Fortunately, the Borealis Compliance Management module provides tools perfectly suited to these requirements and tasks, allowing users (among other things) to:

  • List all commitments made to stakeholders, including Community Benefit Agreements.
  • Maintain records of all compliance documents and agreements related to the project (internal policies, government regulations, community benefit agreements, etc.) and link them to the commitments.
  • Closely monitor compliance efforts to ensure that all conditions are met on schedule, and adjust if necessary.
  • Access data by community, commitment, engagement plan, document, and more.

The Analytics tools in Borealis provide information on the general status of commitments (e.g.: satisfied, in progress, planned, suspended), as well as results by document, risk, or subject.
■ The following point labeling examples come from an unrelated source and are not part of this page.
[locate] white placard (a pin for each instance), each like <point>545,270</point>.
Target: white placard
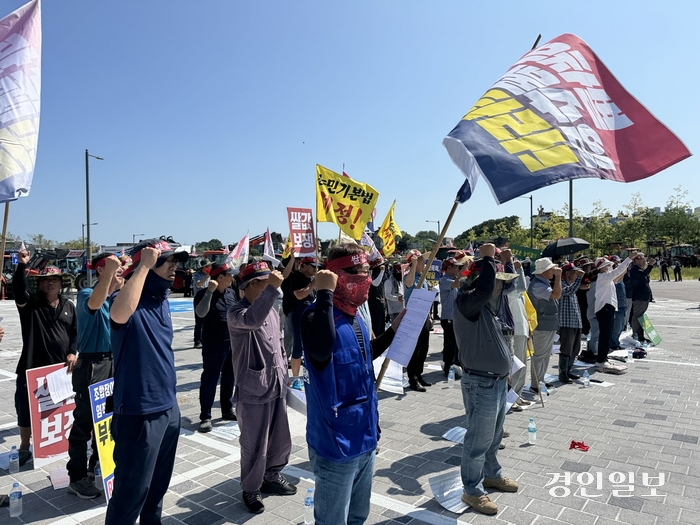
<point>60,385</point>
<point>447,489</point>
<point>296,400</point>
<point>229,432</point>
<point>417,311</point>
<point>393,377</point>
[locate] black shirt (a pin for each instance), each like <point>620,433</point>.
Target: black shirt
<point>295,281</point>
<point>215,324</point>
<point>48,333</point>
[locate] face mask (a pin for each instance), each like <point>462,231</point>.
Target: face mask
<point>351,291</point>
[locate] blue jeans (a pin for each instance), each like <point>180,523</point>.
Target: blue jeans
<point>595,334</point>
<point>485,404</point>
<point>343,490</point>
<point>618,326</point>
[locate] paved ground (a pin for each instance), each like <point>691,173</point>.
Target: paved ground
<point>646,423</point>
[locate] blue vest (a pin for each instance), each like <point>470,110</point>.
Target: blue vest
<point>342,409</point>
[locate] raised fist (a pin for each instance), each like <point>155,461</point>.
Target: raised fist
<point>487,250</point>
<point>149,257</point>
<point>275,279</point>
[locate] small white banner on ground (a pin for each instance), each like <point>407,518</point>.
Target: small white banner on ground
<point>229,432</point>
<point>455,434</point>
<point>417,311</point>
<point>447,489</point>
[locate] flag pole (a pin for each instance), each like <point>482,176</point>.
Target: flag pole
<point>441,235</point>
<point>4,233</point>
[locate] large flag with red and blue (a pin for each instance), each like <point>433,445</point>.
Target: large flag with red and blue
<point>558,114</point>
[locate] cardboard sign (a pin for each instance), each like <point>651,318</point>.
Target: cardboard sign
<point>649,330</point>
<point>50,422</point>
<point>99,392</point>
<point>301,230</point>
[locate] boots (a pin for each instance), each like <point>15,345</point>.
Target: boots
<point>564,369</point>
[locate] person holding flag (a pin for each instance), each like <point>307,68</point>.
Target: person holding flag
<point>485,356</point>
<point>94,364</point>
<point>211,306</point>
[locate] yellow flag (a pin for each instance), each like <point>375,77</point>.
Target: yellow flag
<point>531,315</point>
<point>388,231</point>
<point>287,248</point>
<point>345,202</point>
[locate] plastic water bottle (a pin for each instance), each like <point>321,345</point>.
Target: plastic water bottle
<point>309,507</point>
<point>531,431</point>
<point>15,501</point>
<point>14,460</point>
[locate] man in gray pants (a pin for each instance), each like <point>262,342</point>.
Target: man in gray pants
<point>544,298</point>
<point>260,369</point>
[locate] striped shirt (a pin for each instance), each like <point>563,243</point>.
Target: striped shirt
<point>569,311</point>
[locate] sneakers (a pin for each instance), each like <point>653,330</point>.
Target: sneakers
<point>481,504</point>
<point>608,367</point>
<point>205,426</point>
<point>24,456</point>
<point>229,416</point>
<point>281,487</point>
<point>503,484</point>
<point>253,501</point>
<point>84,489</point>
<point>423,382</point>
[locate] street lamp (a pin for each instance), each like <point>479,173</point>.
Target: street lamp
<point>438,223</point>
<point>83,237</point>
<point>531,227</point>
<point>87,206</point>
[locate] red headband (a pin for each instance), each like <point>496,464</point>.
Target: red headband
<point>347,262</point>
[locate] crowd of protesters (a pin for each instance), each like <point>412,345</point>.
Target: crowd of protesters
<point>335,319</point>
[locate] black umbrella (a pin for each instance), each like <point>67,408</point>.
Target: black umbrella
<point>565,247</point>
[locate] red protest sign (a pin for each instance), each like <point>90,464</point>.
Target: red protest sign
<point>51,423</point>
<point>301,230</point>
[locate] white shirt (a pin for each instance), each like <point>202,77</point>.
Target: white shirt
<point>605,287</point>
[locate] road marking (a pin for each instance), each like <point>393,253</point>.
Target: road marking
<point>665,362</point>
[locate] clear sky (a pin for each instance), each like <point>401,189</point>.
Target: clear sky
<point>211,115</point>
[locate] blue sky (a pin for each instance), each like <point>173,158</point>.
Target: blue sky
<point>211,115</point>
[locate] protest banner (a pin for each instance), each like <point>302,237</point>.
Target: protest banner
<point>301,231</point>
<point>99,392</point>
<point>344,201</point>
<point>434,273</point>
<point>50,422</point>
<point>388,231</point>
<point>649,330</point>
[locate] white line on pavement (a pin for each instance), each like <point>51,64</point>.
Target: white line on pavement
<point>5,373</point>
<point>665,362</point>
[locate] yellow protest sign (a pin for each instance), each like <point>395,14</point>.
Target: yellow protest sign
<point>388,231</point>
<point>344,201</point>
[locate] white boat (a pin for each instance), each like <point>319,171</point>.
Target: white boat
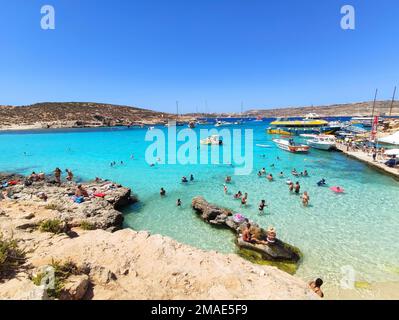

Finally, the Borealis Social Investment module includes a register to manage strategic investments. This allows teams to link financial investments to commitments, compliance conditions, and even UN Sustainable Development Goals and then track investments for each commitment.

Key Points to Remember

  • As sustainable development gains momentum, Community Benefit Agreements (CBAs) take on even greater value due to their environmental, economic and social considerations.
  • In addition to providing access to financing and permits, CBAs improve community relations through commitments to communities.
  • The negotiations leading to CBAs involve a host of complex details, such as recording and tracking communications and complying with regulatory and legal frameworks. Organizations must be able to manage this information efficiently and quickly adapt to changing community dynamics.
  • Borealis software offers multiple features, tools and modules to help organizations effectively manage Community Benefit Agreements.